TrueCrypt is a real world application that gives a good indication of the true performance of our latest processor. The AES capability helps push the performance higher in the encryption performance and the super high core count with overclock added gives us out first double digit result in truecrypt on a consumer part. as you can see the outgoing 4960X is easily beaten by 2GB/s stock vs stock which is a huge performance increase.
Unigine Heaven 4.0
Unigine Heaven is a benchmark program based on Unigine Corp’s latest engine, Unigine. The engine features DirectX 11, Hardware tessellation, DirectCompute, and Shader Model 5.0. All of these new technologies combined with the ability to run each card through the same exact test means this benchmark should be in our arsenal for a long time.
Unigine Heaven on a discrete GTX 780 sees very similar performance as the 3.0 PCIe bus simply moves more than enough data at great efficiency that there is really no major advantage from extra threads here. The thread count and even overclock does little to help here as its simply outguunned by the gamers dream 4790K chip.

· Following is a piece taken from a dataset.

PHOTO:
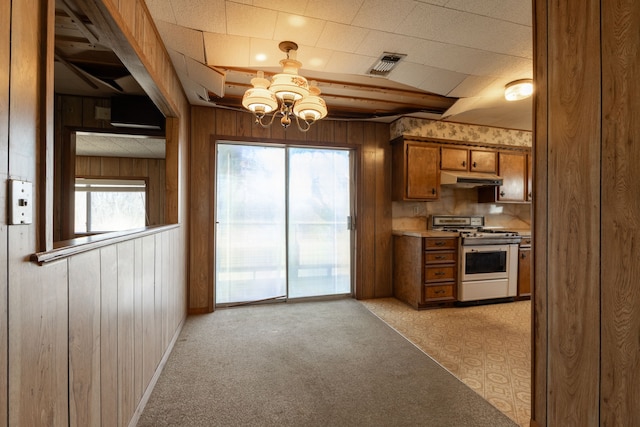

Metro 2033 shows that the minimum FPS is quite low but that could be a bug that disappears as the platform matures. overall the average FPS holds well in the range of the others
Batman Arkham City
Batman Arkham City has been a staple of our benchmarking suite and its simply because its a fun game to play, its popular and offers many excellent technologies which puts a system to work. Here you can see that at stock the 4790K beats the average FPS against the X99 but when overclocked the X99 can pull ahead some but by the same token im sure the 4790K when overclocked could pull away some as well.
Sniper Elite V2
The Sniper Elite V2 shows similar scaling across the board offering well over playable FPS results but the X99 does not jump ahead in any way.